FINAL_RES="2014_06_01"
#results folder creation
mkdir $RES_FOLDER
#processing
awk 'NF>0{a[$1" "$2]=a[$1" "$2]" "$3}END{for(i in a){print i a[i]}}' $BASEPATH/$YEAR/* > $RES_FOLDER/$FINAL_RES
这是我的输出:
en sample_1 200 10 1
en.n sample_2 10 10
en sample_3 10 67
en sample_4 20
我对如何将零列放置在未发现任何位置以及如何获取所有值的总和上感到有些困惑.我知道我必须使用这个:
I'm a little bit confused about how to put zero column where no occurrence is found and how to get the sum of all value. I know I've to use this:
{tot[$1" "$2]+=$3} END{for (key in tot) print key, tot[key]}
希望有人会帮助您.谢谢.
Hope someone will help. Thank you.
********已编辑********
******** EDITED ********
我正在尝试以另一种方式实现自己的目标.我创建了一个像这样的bash脚本,它会生成一个包含我所有键的排序文件,它非常庞大,大约有6200万条记录,我将该文件切成小块,然后将每个小块传递给我的awk脚本.
I'm trying to achieve my result in a different kind of way. I create a bash script like this, It produces a sorted file with all of my keys, it's very huge, about 62 millions of record, I slice this file into pieces and I pass each piece to my awk script.
重击:
#! /bin/bash
clear
FILENAME=<result>
BASEPATH=<base_path>
mkdir processed/slice
cat $BASEPATH/dataset/* | cut -d' ' -f1,2 > $BASEPATH/processed/aggr
sort -u -k2 $BASEPATH/processed/aggr > $BASEPATH/processed/sorted
split -d -l 1000000 processed/sorted processed/slice/slice-
echo $(date "+START PROCESSING DATE: %d/%m/%y - TIME: %H:%M:%S")
for filename in processed/slice/*; do
awk -v filename="$filename" -f algorithm.awk dataset/* >> processed/$FILENAME
done
echo $(date "+END PROCESSING DATE: %d/%m/%y - TIME: %H:%M:%S")

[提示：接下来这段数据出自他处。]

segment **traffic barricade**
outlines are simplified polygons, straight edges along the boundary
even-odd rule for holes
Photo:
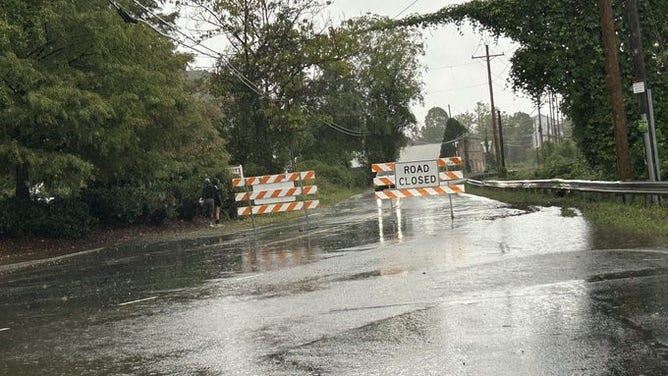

rm $BASEPATH/processed/aggr
rm $BASEPATH/processed/sorted
rm -rf $BASEPATH/processed/slice
AWK:
BEGIN{
while(getline < filename){
key=$1" "$2;
sources[key];
for(i=1;i<11;i++){
keys[key"-"i] = "0";
}
}
close(filename);
}
{
if(FNR==1){
ARGIND++;
}
key=$1" "$2;
keys[key"-"ARGIND] = $3
}END{
for (s in sources) {
sum = 0
printf "%s", s
for (j=1;j<11;j++) {
printf "%s%s", OFS, keys[s"-"j]
sum += keys[s"-"j]
}
print " "sum
}
}
使用awk预先分配我的最终数组,并读取 dataset/*
文件夹,以填充其内容.我发现我的瓶颈来自awk输入(每个文件有16.000.000行的10个文件)在数据集文件夹上的迭代.一切都在处理一小部分数据,但由于实际数据,RAM(30GB)拥塞.有人有任何建议吗?谢谢.
With awk I preallocate my final array, and reading dataset/*
folder I populate its content.
I've figured out that my bottleneck came from iterating on dataset folder by awk input (10 files with 16.000.000 lines each).
Everything is working on a small set of data, but with real data, RAM (30GB) congested. Does anyone have any suggestions or advices? Thank you.
推荐答案
$ cat tst.awk
{
key = $1" "$2
keys[key]
val[key,ARGIND] = $3
}
END {
for (key in keys) {
sum = 0
printf "%s", key
for (fileNr=1;fileNr<=ARGIND;fileNr++) {
printf "%s%s", OFS, val[key,fileNr]+0
sum += val[key,fileNr]
}
print sum
}
}
$ awk -f tst.awk file1 file2 file3
en sample_4 0 0 2020
en.n sample_2 10 0 1020
en sample_1 200 10 1211
en sample_3 10 67 077
上面的代码将GNU awk用于ARGIND,而其他awks只需在开始处添加一行 FNR == 1 {ARGIND ++}
.如有必要,将输出通过管道传递到 sort
.
The above uses GNU awk for ARGIND, with other awks just add a line FNR==1{ARGIND++}
at the start. Pipe the output to sort
if necessary.
这篇关于使用awk处理多个文件的文章就介绍到这了,希望我们推荐的答案对大家有所帮助,也希望大家多多支持IT屋!